The arrival of graphics processing (GPU) cards suitable for massively parallel computing promises affordable large-scale neural network simulation previously only available at supercomputing facilities. While the raw numbers suggest that GPUs may outperform CPUs by at least an order of magnitude, the challenge is to develop fine-grained parallel algorithms to fully exploit the particular GPUs.

Computation in a neural network is inherently parallel and thus a natural match for GPU architectures: given inputs, the internal state for each neuron can be updated in parallel. Here, we show that for filter-based spiking neurons, like the Spike Response Model, the additive nature of membrane potential dynamics allows additional update parallelism. Additionally, such a formulation means that given input spikes, the numerical error in the membrane potential does not accumulate over time like in models based on differential equations. This makes the simulation of filter-based spiking neurons more suitable for single precision computation, the much-faster native precision of GPUs.

With GPU-specific optimizations, we can simulate in better-than-realtime plausible spiking neural networks comprised of up to 50,000 neurons, processing 40 million spiking events per second. We also show how the performance scales with different network parameters and properties, showing performance up to the order of 600 million spiking events per second for settings with higher connectivity and activity.

Abstract KIM 1

Spiking Neural Network (SNN) is a new class of artificial neural network modeled closely after real biological neurons. Spiking Neurons differ from traditional neuron models significantly as they send impulses called spikes at specific times in all-or-none fashion. The concept of time is therefore introduced into the computation. It has been shown that such an approach better captures the nature of the computation happening in a real brain.

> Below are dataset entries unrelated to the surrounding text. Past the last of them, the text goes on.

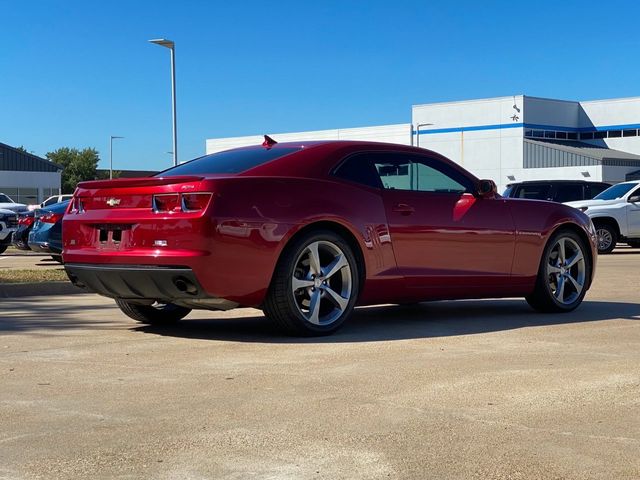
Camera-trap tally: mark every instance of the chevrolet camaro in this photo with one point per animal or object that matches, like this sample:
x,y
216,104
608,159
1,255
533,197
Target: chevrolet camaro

Due to the complexity of the operation and neuron models, and often also complex connectivity pattern, simulation of such a network is computationally intensive, effectively bounding network sizes which can be simulated. As the simulation is also inherently parallel and localized, it can benefit from massively parallel architectures, like modern Graphic Processing Units (GPUs).

One of the applications of large SNNs are Liquid State Machines - a type of Reservoir Computing. In this machine learning model, a large recurrent neural network called liquid or reservoir is used as a dynamical system to effectively map the input into a higher dimensional space. The reservoir itself is not trained, there is a separate trained readout mechanism which maps the reservoir state into the output.

This project aims to develop algorithms for efficient parallel SNN simulation and learning on modern GPUs. Large networks based on the state-of-the-art GLM computational neuron model will also be validated in a Reservoir Computing setting.